Date de mise à jour : 21 juin 2017

« Nos canaux » en quechua.

D. Vega, R. Peñarietta, N. Faysse

Motivation de la création

A Tiquipaya, ville périurbaine de Cochabamba (Bolivie), les canaux ont un double rôle d’irrigation et de drainage. Cette ville fait face à une urbanisation rapide et non contrôlée. Les nouveaux urbains construisent leurs propriétés sans respecter les servitudes, ce qui met en risque la pérennité de la gestion de ces canaux. Cependant, ces mêmes urbains ont aussi intérêt à ce que ces canaux continuent de fonctionner, du fait de leur importante fonction de drainage en période humide.
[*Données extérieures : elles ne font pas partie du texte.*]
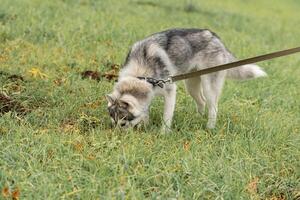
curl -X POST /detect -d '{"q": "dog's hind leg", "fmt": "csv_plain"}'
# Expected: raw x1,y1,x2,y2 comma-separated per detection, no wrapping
201,72,226,129
185,77,205,115
162,84,176,132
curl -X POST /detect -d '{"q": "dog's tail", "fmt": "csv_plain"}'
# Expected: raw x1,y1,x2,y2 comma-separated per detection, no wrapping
226,64,267,80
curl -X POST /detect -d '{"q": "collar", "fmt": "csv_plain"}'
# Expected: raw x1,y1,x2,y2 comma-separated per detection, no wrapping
137,76,164,88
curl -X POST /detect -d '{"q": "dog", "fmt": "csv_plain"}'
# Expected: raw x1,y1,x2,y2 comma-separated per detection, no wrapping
106,28,267,131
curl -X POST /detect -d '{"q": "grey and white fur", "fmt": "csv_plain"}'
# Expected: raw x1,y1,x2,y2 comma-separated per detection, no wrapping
106,29,266,130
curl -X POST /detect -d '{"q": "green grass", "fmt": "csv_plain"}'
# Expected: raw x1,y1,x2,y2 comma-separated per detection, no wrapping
0,0,300,199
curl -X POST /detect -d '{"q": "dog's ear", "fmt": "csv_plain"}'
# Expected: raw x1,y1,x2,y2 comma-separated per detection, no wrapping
118,99,133,109
105,94,116,104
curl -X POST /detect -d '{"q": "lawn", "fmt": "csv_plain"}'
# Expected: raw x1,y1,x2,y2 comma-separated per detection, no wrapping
0,0,300,200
Dans ce cadre, le projet Negowat (  www.negowat.org ) a organisé et facilité un processus de rapprochement et de discussions entre les urbains et les agriculteurs irrigants de 2 communautés de Tiquipaya. La deuxième étape du processus a consisté à faire jouer les membres des communautés ensemble, agriculteurs et urbains, pour sensibiliser au problème des canaux et permettre un échange d’idées entre les deux groupes.

Description et spécificité

Dans le jeu, la communauté est représentée de façon schématique par un tableau apposé au mur. Le tableau est composé de cellules, représentant chacune environ 1 ha, et à travers desquelles passe un réseau de canaux et un torrent. Le tour de jeu est l’année. Sur le tableau, chacun des joueurs (agriculteurs et urbains) colle ses intentions d’actions pour l’année : cultures pour les agriculteurs, construction de maison ou de murs pour les urbains. A la fin de chaque année, le joueur représentant l’organisation communautaire locale anime un débat entre tous les membres de la communauté, en particulier pour résoudre les cas où des urbains construisent des murs sans respecter les servitudes, ce qui affecte l’eau disponible pour les agriculteurs situés en aval. Le jeu se fait sans support informatique. Parfois, un des animateurs joue aussi un rôle d’urbain dans le jeu, pour :

  • 1) construire des murs sans respecter les franges de sécurité au cas où les autres joueurs urbains le font peu, de façon à assurer une discussion ;
  • 2) aider les autres joueurs à rentrer dans le « jeu » lors de la discussion, et veiller, à travers ses interventions en tant que joueur, que la discussion ne bascule pas sur des cas réels (puisque les observateurs extérieurs sont silencieux durant la phase de discussion collective).

Mise en oeuvre

Le jeu de rôle a été joué au total durant 10 sessions avec les acteurs locaux en 2005. Chaque communauté a été divisée en 5 zones, et une session fut effectuée dans chacune des zones, en invitant les urbains et les agriculteurs de cette zone à chaque fois. Un bilan de son utilisation a été effectué (Peñarietta, 2006). Les agriculteurs sont invités à jouer un rôle d’urbains et vice-versa. Le jeu est une étape d’un processus plus ample (cf dessin ci-avant) : il vient après une phase de diagnostic, et en amont d’une phase de discussion d’alternatives concrètes. Le jeu a permis principalement :

  • 1) une sensibilisation au problème, vu à l’échelle de la communauté ;
  • 2) un rapprochement entre agriculteurs et urbains ; 3) une mobilisation autour du processus de réflexion sur le devenir des canaux.

Voir aussi

Référence :
Peñaritta, R. 2006. Evaluación del juego de roles Larq’asninchej en procesos de diálogo y concertación de alternativas de solución a problemas de interferencia, desvio y borrado de la red de canales de riego y drenaje en dos comunidades periurbanas de tiquipaya. Rapport du projet Negowat.